I voted for same sex marriage in Ireland.
That doesn’t make me open-minded, special, exciting, colorful, wonderful, exuberant, heralding a new Ireland, liberated, throwing off the shackles of Catholicism or any of the other nauseating clichés that have flooded Ireland’s media in the last six months.
It just means that I think my friend Richard should be allowed to marry.
And that’s where I and the Yes campaign thankfully part ways.
I didn’t go out to celebrate in Dublin, and I didn’t wave a rainbow flag outside the Panti Bar. I find the yes campaign’s cross-dressing, unofficial mascot, Panti Bliss, to be as vulgar, unfunny and crude as her name suggests.
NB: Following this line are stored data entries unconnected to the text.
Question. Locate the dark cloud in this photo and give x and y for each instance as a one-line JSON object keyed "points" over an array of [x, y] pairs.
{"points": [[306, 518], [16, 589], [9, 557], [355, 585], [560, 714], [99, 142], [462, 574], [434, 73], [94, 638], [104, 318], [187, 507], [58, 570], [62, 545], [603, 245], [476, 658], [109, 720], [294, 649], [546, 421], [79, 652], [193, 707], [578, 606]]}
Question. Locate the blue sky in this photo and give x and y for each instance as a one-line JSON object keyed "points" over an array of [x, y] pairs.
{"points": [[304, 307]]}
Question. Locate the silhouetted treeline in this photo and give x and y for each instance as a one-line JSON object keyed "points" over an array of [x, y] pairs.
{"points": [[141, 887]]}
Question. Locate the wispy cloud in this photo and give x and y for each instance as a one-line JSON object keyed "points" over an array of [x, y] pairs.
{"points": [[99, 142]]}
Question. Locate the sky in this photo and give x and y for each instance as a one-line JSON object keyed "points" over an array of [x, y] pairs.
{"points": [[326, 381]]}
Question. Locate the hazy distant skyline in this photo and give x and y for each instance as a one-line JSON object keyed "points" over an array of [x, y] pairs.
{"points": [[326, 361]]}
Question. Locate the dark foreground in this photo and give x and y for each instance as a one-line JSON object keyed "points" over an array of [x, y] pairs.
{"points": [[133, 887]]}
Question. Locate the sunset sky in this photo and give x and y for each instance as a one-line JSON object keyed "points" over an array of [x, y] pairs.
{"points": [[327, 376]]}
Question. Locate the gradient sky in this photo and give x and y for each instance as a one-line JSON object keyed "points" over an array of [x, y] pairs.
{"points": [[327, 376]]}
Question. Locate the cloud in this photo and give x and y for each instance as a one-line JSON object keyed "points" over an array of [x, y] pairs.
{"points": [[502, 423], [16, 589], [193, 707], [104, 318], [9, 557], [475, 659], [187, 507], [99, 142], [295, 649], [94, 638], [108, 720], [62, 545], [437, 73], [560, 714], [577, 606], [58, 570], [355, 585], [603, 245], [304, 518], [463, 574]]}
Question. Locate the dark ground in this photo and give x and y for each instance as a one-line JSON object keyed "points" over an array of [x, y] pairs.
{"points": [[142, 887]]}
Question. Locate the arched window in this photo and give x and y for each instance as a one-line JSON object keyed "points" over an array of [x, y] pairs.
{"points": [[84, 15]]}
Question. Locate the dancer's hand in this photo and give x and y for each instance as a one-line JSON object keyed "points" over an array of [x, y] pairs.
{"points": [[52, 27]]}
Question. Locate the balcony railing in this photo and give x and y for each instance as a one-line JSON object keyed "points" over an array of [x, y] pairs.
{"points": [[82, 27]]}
I also think that ripping down no posters around the country was a disgrace. I hated the smugness of people piling up on Facebook with their “me too, me too” announcement that they were supporting the yes campaign, and most of all, I hated that not a single political party in the country told the truth – that gay marriage (yes, not the flat “same sex marriage,” it’s actually gay marriage) will be enshrined in the Constitution as a family, with all the adoption, surrogacy and other rights expected of heterosexual couples.
Personally I have no problem with that, but we had Fine Gael TDs (members of Parliament) on Facebook, sneering at the no campaign for suggesting that the referendum was about anything but a wedding ceremony. This is completely contradicted by the referendum commission’s neutral literature, which explains that all gay marriages will be considered “families” under the Constitution.
That means that if a straight couple wants to adopt and a gay couple wants to adopt, the gay couple can claim discrimination in court if they are turned down in favor of the straight couple. They are both families with equal protection under the law.
Any attempt to amend this by law will be a waste of time. Ireland is the only country in the world that has introduced gay marriage by referendum, meaning it cannot be altered, except with another referendum.
I just wish we had one political party in Ireland brave and honest enough to point that out.
Instead, we are treated to one mawkish outpouring of inclusivity clichés and “me too-ism” from every C-list celebrity wishing to get their name in the paper.
What bugs me most is the constant underlying theme from the Irish media that being gay somehow makes you special, or enlightened, or sensitive or clever.
No. It just means you are attracted to people of the same sex, absolutely nothing else.
I put it down to our political immaturity that we are so utterly enthralled with homosexuality, that we see it as somehow a test of one’s membership of the new establishment to be as fawning and insincere about individual gay people as we once were about bishops and priests.
Yet, in the interests of sounding revolutionary, our media and politicians act as if voting yes was somehow a massive upset, rather than confirming the social reality of an Ireland that changed a long time ago.
Standing beside Panti Bliss after the announcement at Dublin Castle was Sinn Fein president Gerry Adams, who told The New York Times, “There are two Irelands, the elite Ireland and the hidden Ireland. And today the hidden Ireland spoke.”
He has got to be kidding. There wasn’t a single political party in the country supporting the no campaign. They were vastly underfunded compared to the yes campaign and got less than 40 percent of the vote. And somehow, they are “the elite.”
I voted yes, and proudly so, for my friend Richard. Not for Gerry Adams, not for Panti Bliss, not for the shiny, trendy, nauseating new establishment.
I hope, by the time Richard gets married, the clamor for media attention will have died down. I hope, for his sake, he can get married like everyone else – in peace, and with respectful dignity. I saw very little of it this week.